Need a Program to Identify the Players?

I knew I should have waited. Just a few days after last week's post, FIDE Presidential Candidates and the World Championship, where I wrote, 'it's too early to expect details about the 2010 Candidates Event', the details started gushing. Since this blog doesn't pretend to be a news site, I'll refer to a TWIC article on the subject -- FIDE Candidates are moved to Kazan -- and come back to the subject after the crude has stopped flowing.

TWIC's Mark Crowther referred to a Russian language article -- In the Chess World Is Coming Revolution -- which makes a fascinating read when submitted to Google's translation service, even though the sentences (like the title I just used) use a twisted grammar that requires some imagination to make sense of them.

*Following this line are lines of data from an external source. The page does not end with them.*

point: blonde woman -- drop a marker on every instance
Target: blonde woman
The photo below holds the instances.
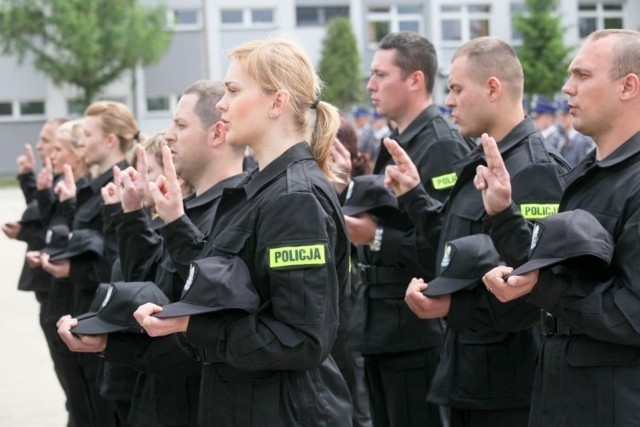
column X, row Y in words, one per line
column 272, row 367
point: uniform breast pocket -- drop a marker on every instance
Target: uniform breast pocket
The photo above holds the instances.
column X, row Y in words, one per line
column 231, row 241
column 468, row 212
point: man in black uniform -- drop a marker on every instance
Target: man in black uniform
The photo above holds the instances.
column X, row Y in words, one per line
column 485, row 374
column 201, row 156
column 588, row 370
column 400, row 350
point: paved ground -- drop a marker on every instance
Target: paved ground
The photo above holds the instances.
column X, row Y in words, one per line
column 30, row 395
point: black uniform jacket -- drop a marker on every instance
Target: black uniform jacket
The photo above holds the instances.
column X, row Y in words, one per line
column 593, row 371
column 272, row 367
column 87, row 273
column 433, row 145
column 167, row 389
column 485, row 364
column 32, row 232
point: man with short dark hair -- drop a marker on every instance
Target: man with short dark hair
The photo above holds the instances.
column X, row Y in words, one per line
column 587, row 371
column 401, row 351
column 486, row 368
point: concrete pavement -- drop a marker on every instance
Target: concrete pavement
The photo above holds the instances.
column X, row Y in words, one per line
column 30, row 395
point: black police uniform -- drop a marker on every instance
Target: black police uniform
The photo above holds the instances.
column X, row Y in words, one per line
column 112, row 383
column 589, row 365
column 168, row 389
column 485, row 366
column 273, row 367
column 401, row 350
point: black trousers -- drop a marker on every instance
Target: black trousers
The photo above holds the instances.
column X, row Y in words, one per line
column 398, row 384
column 515, row 417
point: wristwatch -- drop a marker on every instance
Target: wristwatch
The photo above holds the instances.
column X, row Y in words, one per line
column 376, row 243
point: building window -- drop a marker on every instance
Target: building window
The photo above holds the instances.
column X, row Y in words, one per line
column 516, row 9
column 158, row 104
column 184, row 19
column 460, row 23
column 598, row 15
column 16, row 109
column 382, row 20
column 6, row 109
column 262, row 16
column 231, row 16
column 242, row 18
column 319, row 15
column 31, row 108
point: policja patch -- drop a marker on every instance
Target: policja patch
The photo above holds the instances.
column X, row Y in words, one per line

The story is a followup to a post I wrote in January -- Global Chess, Chess News Corporation, Chess Lane, and FIDE -- along with a few new twists introduced in the context of this year's FIDE election and the no-holds-barred free-for-all featuring Ilyumzhinov, Karpov, and the Russian federation.

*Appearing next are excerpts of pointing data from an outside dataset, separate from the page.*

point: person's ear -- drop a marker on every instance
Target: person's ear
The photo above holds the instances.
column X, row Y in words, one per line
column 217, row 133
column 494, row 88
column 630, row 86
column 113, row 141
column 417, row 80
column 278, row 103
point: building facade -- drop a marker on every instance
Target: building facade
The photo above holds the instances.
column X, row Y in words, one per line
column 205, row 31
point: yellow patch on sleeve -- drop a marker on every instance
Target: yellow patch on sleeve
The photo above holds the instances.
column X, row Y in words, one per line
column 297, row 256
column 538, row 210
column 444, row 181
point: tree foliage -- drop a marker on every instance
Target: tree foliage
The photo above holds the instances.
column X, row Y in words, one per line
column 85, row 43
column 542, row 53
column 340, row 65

I think I've mentioned elsewhere that I'm a fan of Russian historical novels. Since the names of the characters are never second nature to me, one of the tricks I use to follow them is to keep a list of personalities and the pages where they are mentioned. Doing similar for the 'Coming Revolution' piece, I came up with the following list, roughly grouped according to which players belong together.

  • Chess Network Company
  • David Kaplan, Chess Lane
  • Brothers Magomedov: Ziyavudine (Ziavutdin) & Mohammed (Magomed), Republic of Dagestan, Summa Telecom
  • Sodbiznesbank, VIP-Bank, CB Diamond; Andrei Kozlov, Alexei Frenkel
  • Dmitry Medvedev, Arkady Dvorkovich, Alexander Zhukov, Alexander Bach
  • FIDE Lausanne (Switzerland)
  • Ilya Levitov (co-author with Bareev of 'From London to Elista'), ST Development, Vladimir Solovyov

Combining this list with Google searches gave me a lot of background info about these same players. I'll share that info whenever I return to the broad subject of contemporary chess in 21st century Russia.